Se hoje em dia não se sente discriminado socialmente como gosta de salientar, já não pode dizer o mesmo dos magrebinos que abundam em Marselha (mas que não frequentam o seu café), pelo que vê como necessária a criação de uma autoridade contra a discriminação e para a igualdade de oportunidades, munida de poderes sancionatórios.


Portugal sentiu-se tocado, mas não contaminado, pelos acontecimentos em França.
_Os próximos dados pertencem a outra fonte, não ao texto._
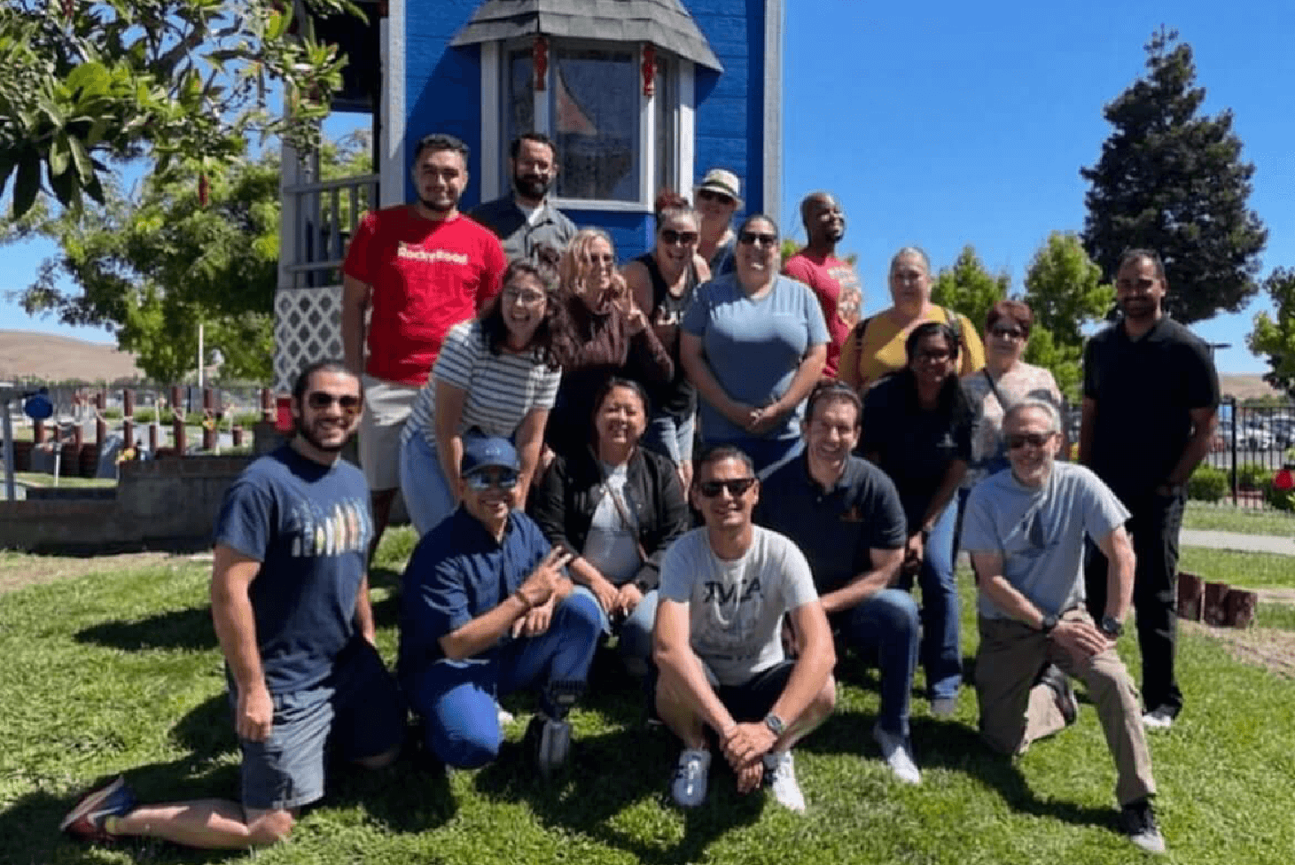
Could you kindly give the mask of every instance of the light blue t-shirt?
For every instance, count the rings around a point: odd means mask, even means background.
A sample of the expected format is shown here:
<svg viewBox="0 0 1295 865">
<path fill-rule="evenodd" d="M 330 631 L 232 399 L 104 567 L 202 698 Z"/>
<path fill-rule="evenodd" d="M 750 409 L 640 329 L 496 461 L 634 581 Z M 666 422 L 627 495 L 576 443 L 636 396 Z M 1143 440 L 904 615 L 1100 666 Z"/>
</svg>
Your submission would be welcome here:
<svg viewBox="0 0 1295 865">
<path fill-rule="evenodd" d="M 1124 524 L 1129 511 L 1090 470 L 1054 462 L 1041 487 L 1026 487 L 1011 469 L 978 483 L 962 518 L 962 549 L 1002 556 L 1002 575 L 1044 615 L 1084 602 L 1084 535 L 1093 540 Z M 987 619 L 1006 619 L 980 593 Z"/>
<path fill-rule="evenodd" d="M 818 298 L 785 276 L 774 277 L 773 287 L 759 299 L 746 295 L 736 275 L 711 280 L 698 289 L 682 328 L 702 339 L 706 361 L 724 392 L 754 408 L 786 394 L 805 352 L 828 342 Z M 796 407 L 763 438 L 799 436 L 803 410 L 803 404 Z M 706 440 L 751 438 L 704 398 L 699 412 Z"/>
</svg>

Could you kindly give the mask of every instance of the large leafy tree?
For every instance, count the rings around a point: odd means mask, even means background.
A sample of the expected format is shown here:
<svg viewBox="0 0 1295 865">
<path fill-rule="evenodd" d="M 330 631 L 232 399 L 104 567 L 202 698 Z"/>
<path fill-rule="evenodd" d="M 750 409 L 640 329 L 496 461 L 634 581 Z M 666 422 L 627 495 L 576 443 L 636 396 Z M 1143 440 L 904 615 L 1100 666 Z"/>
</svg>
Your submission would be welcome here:
<svg viewBox="0 0 1295 865">
<path fill-rule="evenodd" d="M 237 159 L 245 141 L 317 142 L 343 60 L 293 28 L 286 0 L 5 0 L 0 196 L 71 208 L 107 199 L 113 163 Z M 356 13 L 350 0 L 307 0 Z M 282 91 L 285 109 L 269 105 Z M 188 168 L 186 168 L 188 170 Z M 190 172 L 192 174 L 192 172 Z M 201 176 L 201 170 L 199 170 Z M 9 186 L 9 180 L 13 180 Z"/>
<path fill-rule="evenodd" d="M 1255 166 L 1241 158 L 1232 111 L 1204 117 L 1191 48 L 1153 34 L 1146 74 L 1110 102 L 1102 155 L 1080 168 L 1084 246 L 1107 275 L 1132 247 L 1156 250 L 1169 282 L 1166 307 L 1182 322 L 1237 312 L 1257 291 L 1268 232 L 1246 202 Z"/>
<path fill-rule="evenodd" d="M 1270 372 L 1264 381 L 1295 398 L 1295 269 L 1277 268 L 1264 281 L 1264 289 L 1277 315 L 1255 316 L 1246 344 L 1256 355 L 1267 355 Z"/>
<path fill-rule="evenodd" d="M 325 179 L 368 174 L 368 135 L 325 142 L 320 166 Z M 198 201 L 202 171 L 206 206 Z M 113 330 L 150 378 L 180 381 L 196 366 L 201 321 L 206 347 L 220 352 L 221 377 L 267 381 L 278 177 L 273 152 L 206 168 L 185 161 L 137 189 L 110 180 L 105 203 L 82 212 L 38 202 L 23 219 L 0 223 L 0 245 L 36 236 L 54 241 L 60 253 L 19 293 L 26 311 Z"/>
</svg>

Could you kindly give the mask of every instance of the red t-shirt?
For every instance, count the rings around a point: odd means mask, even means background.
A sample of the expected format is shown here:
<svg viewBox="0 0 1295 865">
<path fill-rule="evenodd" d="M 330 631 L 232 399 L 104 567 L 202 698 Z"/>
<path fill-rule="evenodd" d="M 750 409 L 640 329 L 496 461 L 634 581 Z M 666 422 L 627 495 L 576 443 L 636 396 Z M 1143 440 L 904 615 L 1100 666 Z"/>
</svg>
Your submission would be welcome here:
<svg viewBox="0 0 1295 865">
<path fill-rule="evenodd" d="M 828 363 L 822 368 L 822 374 L 835 378 L 840 347 L 859 322 L 859 315 L 864 308 L 864 289 L 859 275 L 847 262 L 834 255 L 816 256 L 805 249 L 789 258 L 782 265 L 782 272 L 798 282 L 804 282 L 817 295 L 830 337 Z"/>
<path fill-rule="evenodd" d="M 364 370 L 421 387 L 445 333 L 495 297 L 506 265 L 495 233 L 464 215 L 433 221 L 405 205 L 366 214 L 342 265 L 373 289 Z"/>
</svg>

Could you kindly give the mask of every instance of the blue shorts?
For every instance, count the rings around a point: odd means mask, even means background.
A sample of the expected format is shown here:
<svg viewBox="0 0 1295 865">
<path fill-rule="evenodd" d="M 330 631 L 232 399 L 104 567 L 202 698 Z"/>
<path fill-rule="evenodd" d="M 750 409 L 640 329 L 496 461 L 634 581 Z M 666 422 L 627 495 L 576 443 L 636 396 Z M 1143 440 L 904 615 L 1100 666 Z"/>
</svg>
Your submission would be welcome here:
<svg viewBox="0 0 1295 865">
<path fill-rule="evenodd" d="M 404 739 L 404 699 L 377 649 L 361 637 L 338 654 L 324 682 L 271 699 L 269 738 L 238 742 L 243 808 L 286 811 L 310 804 L 324 796 L 326 755 L 361 760 Z M 236 703 L 233 690 L 229 701 Z"/>
</svg>

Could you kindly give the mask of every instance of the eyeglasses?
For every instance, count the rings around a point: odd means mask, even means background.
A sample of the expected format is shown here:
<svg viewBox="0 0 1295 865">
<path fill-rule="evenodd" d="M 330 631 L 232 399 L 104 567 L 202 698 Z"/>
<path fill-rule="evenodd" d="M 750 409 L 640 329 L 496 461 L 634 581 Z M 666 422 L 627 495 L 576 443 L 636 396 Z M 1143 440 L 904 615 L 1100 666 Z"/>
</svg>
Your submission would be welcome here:
<svg viewBox="0 0 1295 865">
<path fill-rule="evenodd" d="M 701 492 L 707 499 L 714 499 L 720 495 L 721 489 L 728 489 L 729 495 L 734 499 L 741 497 L 751 484 L 755 483 L 755 478 L 733 478 L 732 480 L 703 480 L 697 484 L 698 492 Z"/>
<path fill-rule="evenodd" d="M 521 303 L 523 307 L 537 307 L 544 303 L 544 293 L 526 289 L 504 289 L 505 303 Z"/>
<path fill-rule="evenodd" d="M 325 394 L 324 391 L 312 391 L 306 398 L 306 404 L 316 412 L 322 412 L 333 405 L 333 403 L 337 403 L 338 407 L 347 414 L 355 414 L 360 410 L 363 400 L 355 394 L 342 394 L 341 396 L 334 396 L 333 394 Z"/>
<path fill-rule="evenodd" d="M 697 242 L 697 232 L 676 232 L 673 228 L 660 229 L 660 240 L 666 246 L 673 246 L 675 243 L 682 243 L 684 246 L 692 246 Z"/>
<path fill-rule="evenodd" d="M 512 489 L 517 486 L 517 473 L 504 469 L 501 471 L 473 471 L 464 478 L 464 483 L 467 484 L 470 489 L 482 492 L 490 489 L 491 487 L 499 487 L 500 489 Z"/>
<path fill-rule="evenodd" d="M 1014 432 L 1008 436 L 1008 449 L 1019 451 L 1027 444 L 1032 448 L 1041 448 L 1049 442 L 1055 432 Z"/>
<path fill-rule="evenodd" d="M 759 232 L 742 232 L 737 236 L 738 243 L 746 243 L 747 246 L 777 246 L 777 234 L 761 234 Z"/>
</svg>

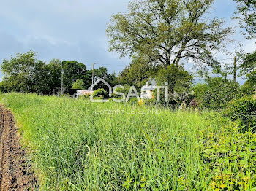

Portugal foi um país de emigração, nomeadamente para a França. Para milhares de compatriotas nossos que procuravam trabalho, fugiam à ditadura e à guerra de África, o “salto” foi difícil, mas o estabelecimento globalmente bem-sucedido, pelo que se constata que, tal como os descendentes, ocupam frequentemente posições de destaque.


A integração dos portugueses em França pode ser considerada um êxito, sem descurar problemas iniciais como os que conheci em 1966 no bairro de lata de Champigny (Paris) o que como burguês me chocou pelo inusitado, ou os que ainda podem subsistir. A França enfrenta hoje o desafio da adaptação da sua política de integração com o fim de satisfazer os que reclamam na sua maioria de forma pacífica, o desejo de serem franceses de pleno direito.  Vamos a ver os que pode acontecer nos próximos tempos.

Cumprimentos aos leitores de O AlCOA em França.